The original cast returns, including the voice of Fry and Professor Farnsworth, Billy West, and Katey Sagal, who voices the Cyclops Leela. – however, John DiMaggio (Bender) is said to still be in talks about his future with the franchise.

The 2000s cult cartoon Futurama is getting a reboot, a decade after it was pulled from screens. The show, which follows the intergalactic adventures of Fry, Leela, Bender and the crew, was made by The Simpsons creator Matt Groening.

It ran from 1999 to 2013 on Fox and Comedy Central, but will now be part of Hulu and Disney+ starting next year, when a new 20-episode season airs.

The original cast returns, including Billy West, who provides the voice of Fry and Professor Farnsworth, and his catchphrase “Good news everyone”, and Katey Sagal, who voices the Cyclops Leela. One name notably missing, however, is that of John DiMaggio, who played the chain-smoking, hard-drinking robot Bender on the series.

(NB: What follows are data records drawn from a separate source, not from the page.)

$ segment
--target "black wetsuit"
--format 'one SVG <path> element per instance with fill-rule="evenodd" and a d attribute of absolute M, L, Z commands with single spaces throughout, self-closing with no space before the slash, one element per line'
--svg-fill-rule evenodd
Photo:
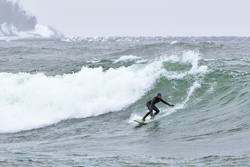
<path fill-rule="evenodd" d="M 150 114 L 150 116 L 152 117 L 152 118 L 154 118 L 154 116 L 156 115 L 156 114 L 158 114 L 160 111 L 159 111 L 159 109 L 155 106 L 155 104 L 156 103 L 159 103 L 159 102 L 163 102 L 163 103 L 165 103 L 165 104 L 167 104 L 167 105 L 169 105 L 169 106 L 173 106 L 173 105 L 171 105 L 171 104 L 168 104 L 167 102 L 165 102 L 164 100 L 162 100 L 162 98 L 159 98 L 159 97 L 154 97 L 152 100 L 149 100 L 147 103 L 146 103 L 146 106 L 148 107 L 148 110 L 149 110 L 149 112 L 143 117 L 143 121 L 145 121 L 145 119 L 146 119 L 146 117 Z M 155 110 L 155 113 L 153 114 L 153 110 Z"/>

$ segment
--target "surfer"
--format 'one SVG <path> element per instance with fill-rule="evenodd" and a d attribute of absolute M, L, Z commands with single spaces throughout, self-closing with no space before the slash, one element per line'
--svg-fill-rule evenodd
<path fill-rule="evenodd" d="M 142 121 L 145 121 L 145 119 L 147 118 L 147 116 L 150 114 L 151 118 L 150 119 L 154 119 L 154 117 L 160 112 L 160 110 L 155 106 L 156 103 L 159 102 L 163 102 L 171 107 L 174 107 L 174 105 L 168 104 L 167 102 L 165 102 L 162 98 L 161 98 L 161 94 L 158 93 L 157 96 L 155 96 L 153 99 L 149 100 L 146 103 L 146 106 L 148 107 L 149 112 L 142 118 Z M 153 110 L 155 111 L 155 113 L 153 114 Z"/>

Variety reports that the producers are looking for DiMaggio for the new show, but if not, the character will be recast. He has since tweeted saying that he will update fans in the near future on his involvement. I’m thrilled to have another chance to think about the future… or really anything other than the present,” said the show’s co-creator, David X Cohen, of the reboot.

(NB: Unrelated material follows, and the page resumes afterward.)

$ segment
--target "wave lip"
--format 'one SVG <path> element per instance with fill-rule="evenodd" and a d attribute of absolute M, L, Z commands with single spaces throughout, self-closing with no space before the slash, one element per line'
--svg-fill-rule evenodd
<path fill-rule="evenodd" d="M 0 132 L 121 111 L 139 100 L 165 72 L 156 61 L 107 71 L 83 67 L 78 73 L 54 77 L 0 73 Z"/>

Groening added It is truly an honor to announce the triumphant return of Futurama once again before we are abruptly canceled again. Production will reportedly begin in earnest this month, with a plan to launch the new series in 2023, 10 years after it last aired.

Starting out on Fox in the US, it hovered around the time slot for several years, before it was scrapped and picked up by a rival network, despite being made by Fox’s 20th Century company.

Star on Disney+ (Hulu in the US) streams the entire back catalog of the show, along with other adult animated titles like The Simpsons, Family Guy, and Bob’s Burgers.

Animated shows are often long-running, due to the simple fact that they are cheaper and quicker to make than their live-action counterparts, making millions for their creators.